Stranger by the Lake (2014)

Director Alain Guiraudie

Stranger By the Lake (2013)

The serene, glistening lake at the centre of writer-director Alain Guiraudie’s Stranger by the Lake is a gay cruising spot in the south of France. In the blistering heat of high summer, the chiselled Franck (Pierre Deladonchamps) strips off and surveys the handsome offerings on display, striking up an unlikely platonic friendship with middle-aged sad-sack Henri (Patrick d’Assumçao) in the process. Before long, moustachioed newcomer Michel (Christophe Paou) catches his eye, causing ripples in the cruising community – and a seed of panic in the pit of Henri’s stomach.

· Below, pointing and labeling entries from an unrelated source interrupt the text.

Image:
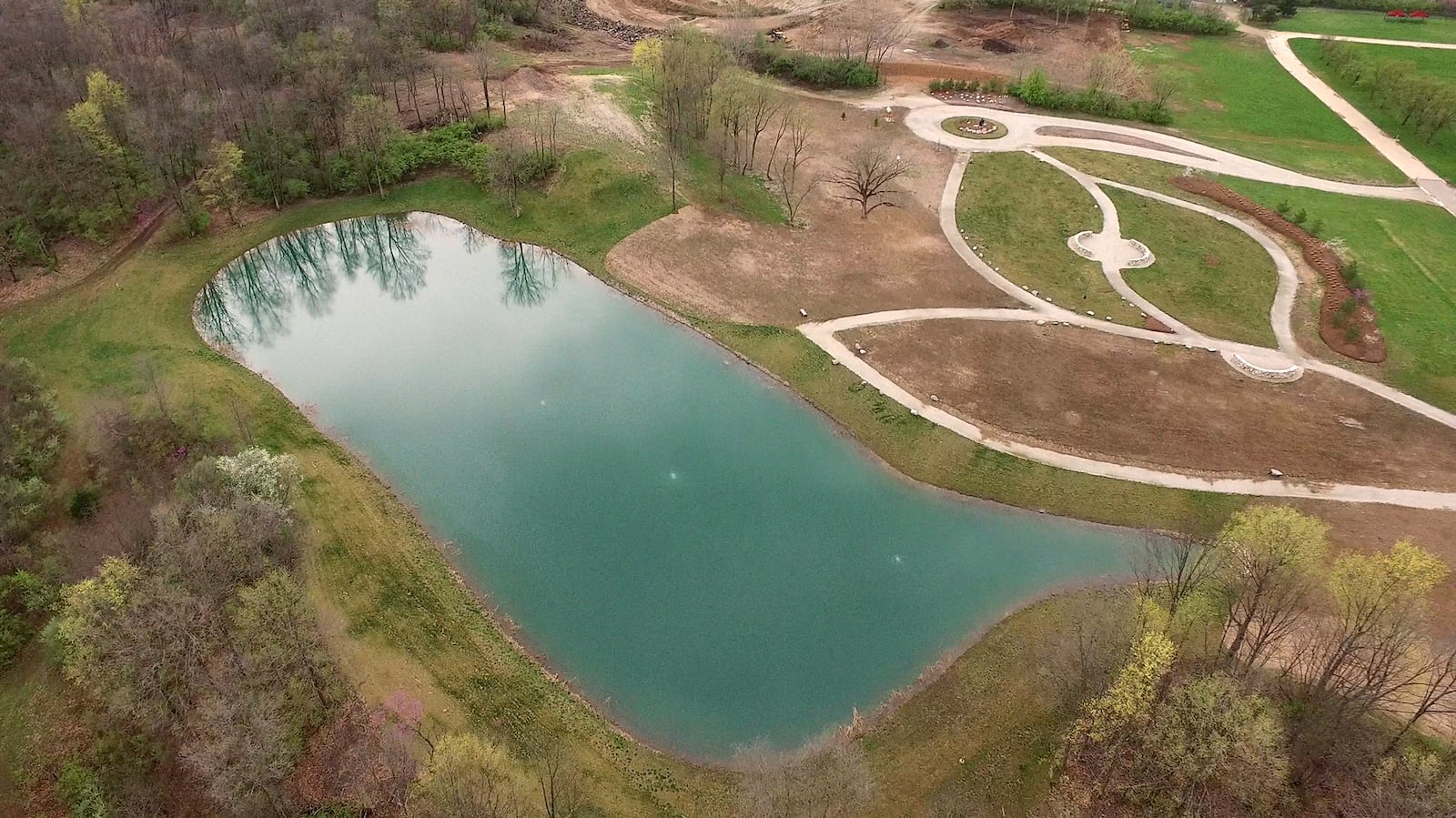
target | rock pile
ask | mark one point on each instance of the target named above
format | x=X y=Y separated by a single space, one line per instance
x=577 y=14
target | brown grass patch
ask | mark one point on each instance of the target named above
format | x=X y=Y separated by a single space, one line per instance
x=1135 y=402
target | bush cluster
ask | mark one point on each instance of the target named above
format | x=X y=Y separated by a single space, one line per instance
x=1155 y=16
x=1038 y=92
x=990 y=85
x=449 y=146
x=1140 y=14
x=810 y=68
x=1421 y=101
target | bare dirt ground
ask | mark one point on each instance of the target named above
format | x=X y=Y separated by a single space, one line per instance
x=1133 y=402
x=1366 y=527
x=723 y=267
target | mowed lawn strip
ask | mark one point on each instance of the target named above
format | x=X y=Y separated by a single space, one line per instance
x=392 y=607
x=1404 y=250
x=1234 y=95
x=1439 y=153
x=1023 y=211
x=1369 y=24
x=1206 y=274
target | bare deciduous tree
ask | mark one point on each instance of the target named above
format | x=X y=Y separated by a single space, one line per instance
x=1169 y=568
x=794 y=184
x=866 y=179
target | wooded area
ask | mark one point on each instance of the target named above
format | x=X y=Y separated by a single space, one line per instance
x=116 y=109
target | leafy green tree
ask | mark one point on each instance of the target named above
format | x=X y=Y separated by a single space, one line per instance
x=29 y=443
x=222 y=182
x=1270 y=571
x=1128 y=702
x=1210 y=742
x=465 y=781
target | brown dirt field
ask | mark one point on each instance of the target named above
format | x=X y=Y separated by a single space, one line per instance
x=1111 y=137
x=723 y=267
x=1135 y=402
x=1366 y=527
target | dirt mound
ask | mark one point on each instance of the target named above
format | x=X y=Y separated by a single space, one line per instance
x=1346 y=322
x=529 y=82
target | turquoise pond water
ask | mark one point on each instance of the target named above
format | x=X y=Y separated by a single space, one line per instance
x=699 y=552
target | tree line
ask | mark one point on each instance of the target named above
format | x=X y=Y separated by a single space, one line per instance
x=1420 y=101
x=1267 y=677
x=116 y=109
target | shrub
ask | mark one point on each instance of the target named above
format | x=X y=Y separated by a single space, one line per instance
x=1155 y=16
x=84 y=502
x=810 y=68
x=1038 y=92
x=196 y=221
x=28 y=449
x=258 y=475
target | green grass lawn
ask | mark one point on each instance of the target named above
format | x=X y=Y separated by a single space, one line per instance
x=740 y=194
x=1234 y=95
x=1439 y=155
x=1369 y=24
x=1023 y=211
x=1404 y=250
x=1206 y=274
x=1008 y=745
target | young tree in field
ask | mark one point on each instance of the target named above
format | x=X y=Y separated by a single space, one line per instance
x=369 y=128
x=763 y=104
x=1273 y=556
x=274 y=632
x=28 y=449
x=480 y=60
x=866 y=179
x=509 y=169
x=793 y=181
x=220 y=182
x=682 y=73
x=1127 y=703
x=1365 y=651
x=463 y=781
x=1433 y=692
x=558 y=782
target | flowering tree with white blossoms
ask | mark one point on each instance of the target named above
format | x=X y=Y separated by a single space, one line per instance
x=255 y=473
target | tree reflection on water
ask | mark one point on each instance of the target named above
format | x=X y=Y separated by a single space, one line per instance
x=252 y=298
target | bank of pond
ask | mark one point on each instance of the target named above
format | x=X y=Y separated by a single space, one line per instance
x=689 y=545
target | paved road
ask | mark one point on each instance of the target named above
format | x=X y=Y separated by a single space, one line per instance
x=1388 y=146
x=824 y=337
x=1023 y=133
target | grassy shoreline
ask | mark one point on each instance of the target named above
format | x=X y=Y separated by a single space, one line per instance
x=393 y=609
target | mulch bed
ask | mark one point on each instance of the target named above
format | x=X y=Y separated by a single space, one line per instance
x=1336 y=318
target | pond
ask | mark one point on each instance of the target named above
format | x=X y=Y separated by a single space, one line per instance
x=698 y=550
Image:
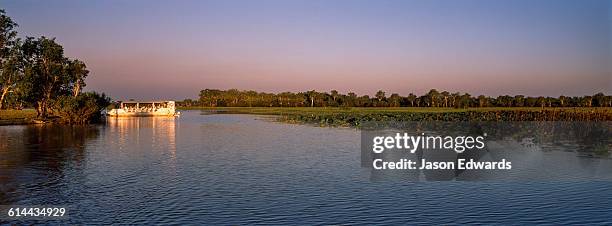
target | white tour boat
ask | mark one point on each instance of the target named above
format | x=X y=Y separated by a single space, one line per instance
x=144 y=109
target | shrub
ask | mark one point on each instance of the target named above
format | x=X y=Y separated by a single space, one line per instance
x=82 y=109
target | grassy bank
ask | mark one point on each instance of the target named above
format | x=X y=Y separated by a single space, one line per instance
x=17 y=117
x=356 y=116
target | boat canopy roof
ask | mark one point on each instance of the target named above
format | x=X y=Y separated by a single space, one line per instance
x=155 y=101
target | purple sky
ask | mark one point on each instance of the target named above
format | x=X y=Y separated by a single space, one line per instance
x=173 y=49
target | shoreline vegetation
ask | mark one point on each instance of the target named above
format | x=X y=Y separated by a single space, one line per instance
x=350 y=110
x=355 y=117
x=35 y=73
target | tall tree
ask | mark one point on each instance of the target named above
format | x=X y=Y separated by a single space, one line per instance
x=9 y=54
x=45 y=72
x=77 y=70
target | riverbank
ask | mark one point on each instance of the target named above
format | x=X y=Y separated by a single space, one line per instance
x=17 y=117
x=354 y=117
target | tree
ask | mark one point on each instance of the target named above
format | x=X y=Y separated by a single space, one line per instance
x=380 y=95
x=394 y=100
x=432 y=97
x=10 y=65
x=45 y=72
x=77 y=70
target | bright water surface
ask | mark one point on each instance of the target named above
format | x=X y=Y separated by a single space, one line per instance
x=244 y=169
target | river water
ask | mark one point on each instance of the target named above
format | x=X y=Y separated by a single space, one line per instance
x=244 y=169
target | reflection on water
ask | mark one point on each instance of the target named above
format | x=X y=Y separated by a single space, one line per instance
x=240 y=169
x=38 y=156
x=157 y=132
x=537 y=151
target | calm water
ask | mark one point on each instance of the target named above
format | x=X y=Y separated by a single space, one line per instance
x=242 y=169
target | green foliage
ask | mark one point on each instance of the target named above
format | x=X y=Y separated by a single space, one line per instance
x=433 y=99
x=82 y=109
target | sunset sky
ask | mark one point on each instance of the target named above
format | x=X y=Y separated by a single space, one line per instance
x=173 y=49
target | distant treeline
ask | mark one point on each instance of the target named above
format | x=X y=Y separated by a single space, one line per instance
x=434 y=98
x=35 y=72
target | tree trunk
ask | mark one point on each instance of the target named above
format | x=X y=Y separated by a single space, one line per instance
x=77 y=89
x=4 y=92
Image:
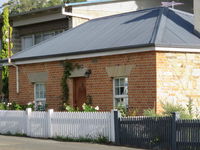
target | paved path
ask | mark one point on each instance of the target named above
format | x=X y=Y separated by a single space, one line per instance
x=21 y=143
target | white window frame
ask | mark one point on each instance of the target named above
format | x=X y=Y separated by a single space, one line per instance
x=119 y=96
x=42 y=36
x=39 y=99
x=23 y=42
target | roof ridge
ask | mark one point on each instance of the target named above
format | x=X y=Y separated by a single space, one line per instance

Guiraudie adds another layer of peril by making a point of the unprotected escapades; even in today’s post-AIDS context, lustful hedonism maintains its link with fatality. Indeed, the sex is confrontationally explicit in this steamy meditation on the illicit thrills of voyeurism. The violence, however, is considerably more restrained, building slowly before the film’s final orgasmic eruption.